Inhalt:
694. Übung der Münchner Polizei – Westend
695. Verkehrsunfall zwischen zwei Pkw; zwei Personen verletzt – Ottobrunn
696. Verkehrsunfall zwischen Polizeifahrzeug und Pkw; zwei Personen verletzt – Haidhausen
697. Versuchter Einbruch in Kiosk – Giesing
698. Raubdelikt – Haidhausen
699. Körperverletzungsdelikt; ein Tatverdächtiger festgenommen – Schwabing
700. Sexualdelikt; ein Tatverdächtiger festgenommen – Haidhausen
701. Kleinkind wird durch Hundeangriff verletzt – Neuaubing
In der Zeit von Montag, 06.05.2024, bis Mittwoch, 08.05.2024, und am Montag, 13.05.2024, findet in der Zeit von 08:00 - 12:00 Uhr eine großangelegte Übung der Münchner Polizei in der Siegenburger Straße in München statt.
Hierbei agieren die Einsatzkräfte u.a. mit Schutzausrüstung und Platzpatronen.
Es wird die Einsatztaktik und das Vorgehen in sog. „Lebensbedrohlichen Einsatzlagen“ in einem Rahmen trainiert, der durch das regelmäßig stattfindende Polizeiliche Einsatztraining nicht dargestellt werden kann.
Während der Übungsdurchgänge kann es dazu kommen, dass Knallgeräusche und Schreie zu hören sind.
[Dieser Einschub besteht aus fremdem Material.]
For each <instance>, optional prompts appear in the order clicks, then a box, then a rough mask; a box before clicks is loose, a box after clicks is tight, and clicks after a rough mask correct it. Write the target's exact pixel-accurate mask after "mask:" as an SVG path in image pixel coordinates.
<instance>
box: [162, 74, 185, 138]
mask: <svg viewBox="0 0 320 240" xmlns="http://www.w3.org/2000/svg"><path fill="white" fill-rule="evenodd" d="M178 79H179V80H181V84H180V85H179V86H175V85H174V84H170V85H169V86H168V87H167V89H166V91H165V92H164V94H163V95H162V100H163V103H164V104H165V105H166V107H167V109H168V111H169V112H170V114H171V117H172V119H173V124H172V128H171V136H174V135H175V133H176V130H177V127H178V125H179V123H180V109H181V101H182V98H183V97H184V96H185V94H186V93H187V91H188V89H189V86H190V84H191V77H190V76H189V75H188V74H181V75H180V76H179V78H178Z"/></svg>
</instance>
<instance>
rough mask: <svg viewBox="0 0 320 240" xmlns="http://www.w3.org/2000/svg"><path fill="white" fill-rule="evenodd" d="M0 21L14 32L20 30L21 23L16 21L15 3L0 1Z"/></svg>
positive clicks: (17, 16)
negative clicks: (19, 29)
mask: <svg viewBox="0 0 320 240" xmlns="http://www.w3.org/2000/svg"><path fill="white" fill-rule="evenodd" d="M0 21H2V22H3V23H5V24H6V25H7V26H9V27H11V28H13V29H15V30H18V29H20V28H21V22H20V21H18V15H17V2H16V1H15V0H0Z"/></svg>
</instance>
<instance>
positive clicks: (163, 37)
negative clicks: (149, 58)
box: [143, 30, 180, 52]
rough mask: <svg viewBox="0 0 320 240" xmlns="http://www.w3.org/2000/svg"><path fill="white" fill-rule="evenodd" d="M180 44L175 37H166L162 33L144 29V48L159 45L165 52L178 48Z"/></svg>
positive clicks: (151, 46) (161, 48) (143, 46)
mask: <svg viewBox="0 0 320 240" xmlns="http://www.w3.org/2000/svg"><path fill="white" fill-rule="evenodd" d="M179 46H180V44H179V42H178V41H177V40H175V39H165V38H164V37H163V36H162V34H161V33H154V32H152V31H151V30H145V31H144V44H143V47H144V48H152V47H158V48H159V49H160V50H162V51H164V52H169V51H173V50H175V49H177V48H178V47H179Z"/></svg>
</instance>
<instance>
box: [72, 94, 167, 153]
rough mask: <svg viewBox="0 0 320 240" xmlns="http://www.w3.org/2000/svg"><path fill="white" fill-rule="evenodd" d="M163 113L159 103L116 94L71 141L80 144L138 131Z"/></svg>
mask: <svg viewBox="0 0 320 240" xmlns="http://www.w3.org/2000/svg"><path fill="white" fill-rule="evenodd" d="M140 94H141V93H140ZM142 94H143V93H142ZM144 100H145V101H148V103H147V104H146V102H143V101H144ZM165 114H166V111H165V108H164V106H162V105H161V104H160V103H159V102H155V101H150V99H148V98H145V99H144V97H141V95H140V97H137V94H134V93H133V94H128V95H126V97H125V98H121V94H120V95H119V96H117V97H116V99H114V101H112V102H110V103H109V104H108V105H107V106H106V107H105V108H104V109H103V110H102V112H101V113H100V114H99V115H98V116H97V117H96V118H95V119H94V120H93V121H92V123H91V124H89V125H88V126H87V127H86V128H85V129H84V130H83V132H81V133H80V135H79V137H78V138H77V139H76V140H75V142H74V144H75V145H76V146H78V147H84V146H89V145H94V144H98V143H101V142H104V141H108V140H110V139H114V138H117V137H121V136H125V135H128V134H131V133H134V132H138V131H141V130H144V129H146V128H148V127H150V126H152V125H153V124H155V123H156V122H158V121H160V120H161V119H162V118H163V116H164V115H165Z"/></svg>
Durch die Übung besteht keine Gefahr für Unbeteiligte.
Sollten Sie aufgrund von Wahrnehmungen verunsichert sein, kann jederzeit die Polizei über den Notruf 110 verständigt werden.
Am Sonntag, 05.05.2024, gegen 22:10 Uhr, fuhr eine 36-Jährige mit Wohnsitz in München mit einem Audi Pkw auf der sogenannten „Alte Landstraße“ (M12) in westliche Fahrtrichtung. An der Einmündung zur Westumfahrung (St 2078) wollte die 36-Jährige nach links in Fahrtrichtung Unterhaching abbiegen.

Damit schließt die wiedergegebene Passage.